Mi siempre presente ingenuidad me había hecho tirar para adelante, me empujaba a creer que no todos los ciclistas eran iguales. Una conversación con un amigo periodista cuyo nombre no puedo desvelar porque dirige un programa autonómico de máxima audiencia me sacó de mi error. “¿Por qué crees que en el ciclismo se da el mayor número de asmáticos de todos los deportes, crees que con un plato de alubias se puede hacer una etapa de 250 kilómetros y subir siete puertos de primera?”, me preguntó para que saliera definitivamente de la ingenuidad en la que me había alojado. Me di cuenta de que tenía razón. No merecía la pena seguir defendiendo lo indefendible. Son demasiados testimonios y demasiadas las pruebas que demuestran que gente como Roberto Heras, Ullrich, Amstrong y compañía tienen cosas que ocultar. Me retiré definitivamente del ciclismo de salón, y decidí no volver a ver por la tele ninguna carrera.
A estas estaba cuando este martes, casi sin querer, me tropecé con la etapa reina del Tour que daban por La 2. Como soy hombre de escasos recursos para luchar contra las tentaciones, terminé viendo la ascensión al último puerto narrada con su particular forma por Perico. Por un momento me reconcilié con este hermoso deporte, por un momento soñé que se había diluido la sombra del dopaje, que todos competían con las mismas armas. Hubo de todo, y hubo, lo que había cuando no existía el dopaje, pájaras y desfallecimientos espectaculares. Fue tal la felicidad que me produjo ver a Valverde (de este sí me fío), que he vuelto a confiar en que debe haber deportistas que no tengan manchadas las manos de EPO o de otras sustancias. Espero que ningún control me saque del error, espero que ni el gran Oscar Pereiro ni el gran Carlos Sastre den positivo, que Valverde se confirme como el “superciclista total” que parece ser. Deseo de corazón que no me vuelvan a demostrar que el poderío de los españoles en la montaña tiene más que ver con el glembuterol y el puñeterol que con el jamón y el vino de Rioja.

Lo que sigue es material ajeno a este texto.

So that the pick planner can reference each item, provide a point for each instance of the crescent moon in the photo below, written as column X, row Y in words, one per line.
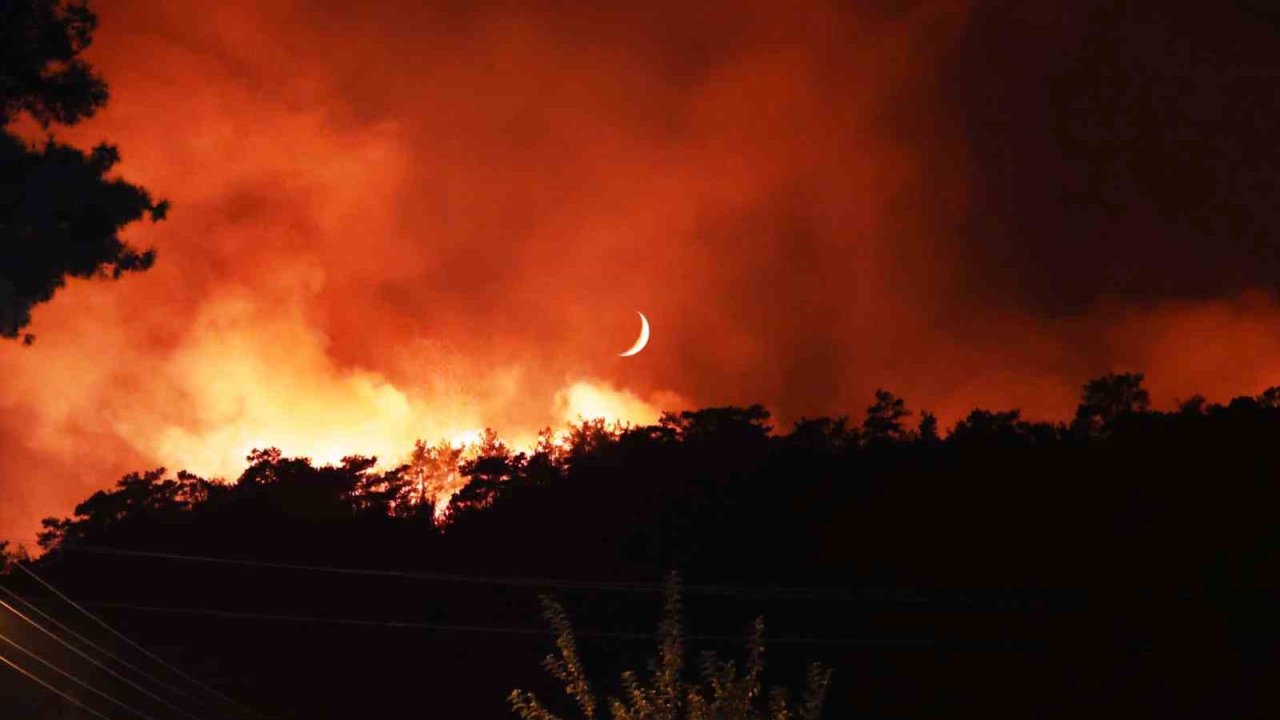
column 640, row 341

Debo añadir para terminar que el ciclismo no es el único deporte que padece esta terrible lacra. El dopaje lo ha infectado todo, se ha metido dentro y amenaza, como el peor de los cánceres, con arrasarlo todo. Parece que ha llegado el momento de que los que dirigen las competiciones, si es que pueden dejar por un momento de pensar en el dinero, se lo tomen en serio para luchar contra los tramposos, que han conseguido desvirtuar las gestas de aquellos que sí que eran capaces de subir siete puertos de montaña con un plátano y un par de galletas en el estómago. Si no lo hacen, propongo otro método: que permitan el dopaje a tutiplén y que gane el mejor de los dopados. A ver si así, una de dos, o se conciencian o terminamos con el deporte.